A grad student whose autistic nephew found comfort from weighted blankets helped develop pressure adjustable vests that can be controlled by a smartphone app.  

There is a new type of wearable that could help people with autism.

Researchers from the University of Minnesota have come up with a device that gives off a calming squeeze.

Sitting behind the front desk at the Autism Society of Minnesota is Jillian Nelson.

"You wouldn't necessarily have any idea that I’m a person on the autism spectrum," said Jillian.

And she's right - you can't tell. Although now and then she says it feels like every single nerve in her body is on fire.

Her senses are heightened, it can be overwhelming. So Jillian will snuggle up under a weighted blanket for comfort. Others use a weighted vest.

Now there's a new type of clothing that could help Jillian and other people with autism. It's a vest which gives off a calming squeeze.

"These components were built to try and help develop a spacesuit to send astronauts to Mars," said Brad Holschuh, co-director of the wearable technology lab at the University of Minnesota.

Grad student Julia Duvall saw that space technology and thought about her nephew, who has autism and struggles with weighted clothing.

"One of the big problems is that people become acclimated to the pressure.

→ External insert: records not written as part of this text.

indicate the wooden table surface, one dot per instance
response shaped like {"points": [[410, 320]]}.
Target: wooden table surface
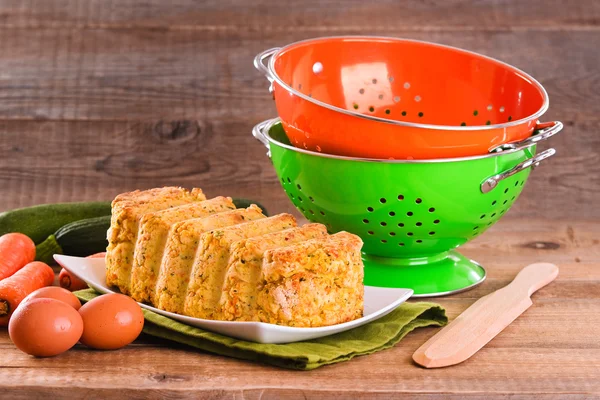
{"points": [[98, 97]]}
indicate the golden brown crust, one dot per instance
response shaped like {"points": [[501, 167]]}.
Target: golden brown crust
{"points": [[127, 209], [152, 237], [181, 249], [208, 272], [314, 283], [238, 298]]}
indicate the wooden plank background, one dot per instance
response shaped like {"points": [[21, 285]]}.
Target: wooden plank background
{"points": [[98, 97], [102, 96]]}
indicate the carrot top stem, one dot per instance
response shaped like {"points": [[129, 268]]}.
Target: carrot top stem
{"points": [[4, 308]]}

That means if they're wearing a weighted vest or a tight-fitting knit garment under their clothes, they have to take that off at a certain point," said Duvall.

That can be disruptive, so their group created the very first dynamic compression vest, which is controlled by an app.

"These guys right here are the heat sensitive materials. In the back, here we have the module. There's a battery and a Bluetooth controller. So, when you hit the button on your phone, it sends a current through these pieces, and they pull tight," says Holschuh.

One day, that technology could help people with autism, like Jillian.

"I want to change the perception of how the world sees autism," said Jillian, who works every day for a larger purpose.

Locally, Seattle Children’s and the University of Washington’s Autism centers have experts and resources to provide help.